Eles não sabem que o sonho…

Manuel Pires da Rocha

Arte e a Cultura têm a utilidade de serem uma chave do futuro

É preciso lá ter estado pelo menos uma vez. O espaço, amplo, condensa em poucos hectares o muito do Portugal que existe, em Continente e Ilhas, mas não passa nas notícias (macabra coerência que, por igual, barra o acesso da Festa do Avante! ao alinhamento dos noticiários). Não sofrem, porém, os censores da imprensa dos males do desconhecimento. Desde há 45 anos que sabem o que é a Festa; sabem como se vive a Festa; sabem como se faz e como se cuida da Festa. Percebe-se-lhes, até, um interno e secreto desconforto de gostarem da Festa. Por isso, quando comparam a Festa a um «festival» não se trata de desconhecer a realidade – trata-se de alimentar, em alma alheia, um preconceito que condena tudo aquilo que não entende.

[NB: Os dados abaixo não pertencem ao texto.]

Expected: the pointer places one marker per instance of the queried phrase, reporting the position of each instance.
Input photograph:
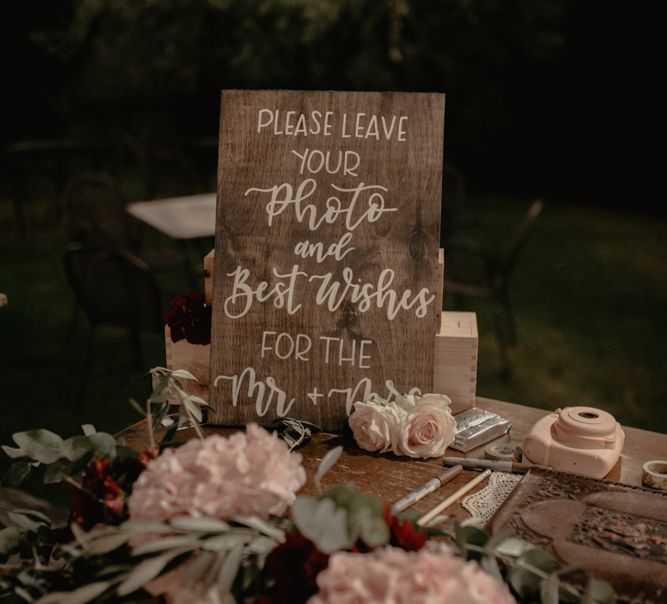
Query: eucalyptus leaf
(261, 545)
(76, 447)
(490, 564)
(229, 570)
(147, 570)
(9, 539)
(196, 571)
(29, 519)
(13, 452)
(164, 543)
(203, 525)
(323, 523)
(56, 471)
(370, 527)
(326, 464)
(197, 400)
(524, 582)
(226, 542)
(41, 445)
(539, 559)
(183, 374)
(262, 526)
(599, 592)
(84, 594)
(107, 543)
(103, 443)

É preciso visitar a Festa, pelo menos uma vez, para que se possa ter uma noção, ainda que condensada, da proposta do PCP para a construção da nossa vida colectiva. A Festa é a representação do objectivo que os comunistas fixaram no Programa do PCP, o da construção de uma Democracia inteira e integradora de quatro dimensões essenciais: a económica, a social, a política e a cultural. Por isso é que caracterizar a Festa como «festival», por razões de utilidade repressiva à boleia de uma qualquer «emergência», é escamotear as urgências da vida, que podem ser uma conversa de amigos, a visita a uma exposição de artes plásticas, a vibração de um concerto de música, a apresentação de um livro, o ver passar quem passa, no fresco da sombra de uma árvore (com Lisboa ao longe, posta sobre o Tejo), a intervenção num debate sobre o direito ao trabalho.

Manuel Gusmão, em 29 Novembro 2008, no XVIII Congresso do PCP: «Hoje mesmo em que [a burguesia portuguesa] se faz representar no governo por um partido que se diz socialista e que protagoniza a rendição social-democrata ao poder económico do grande capital e à ideologia neo-liberal, enfrentamos, ao mesmo tempo, uma ofensiva violentíssima contra os trabalhadores e o direito ao trabalho, e uma prolongada política de desresponsabilição do Estado em relação às suas funções culturais.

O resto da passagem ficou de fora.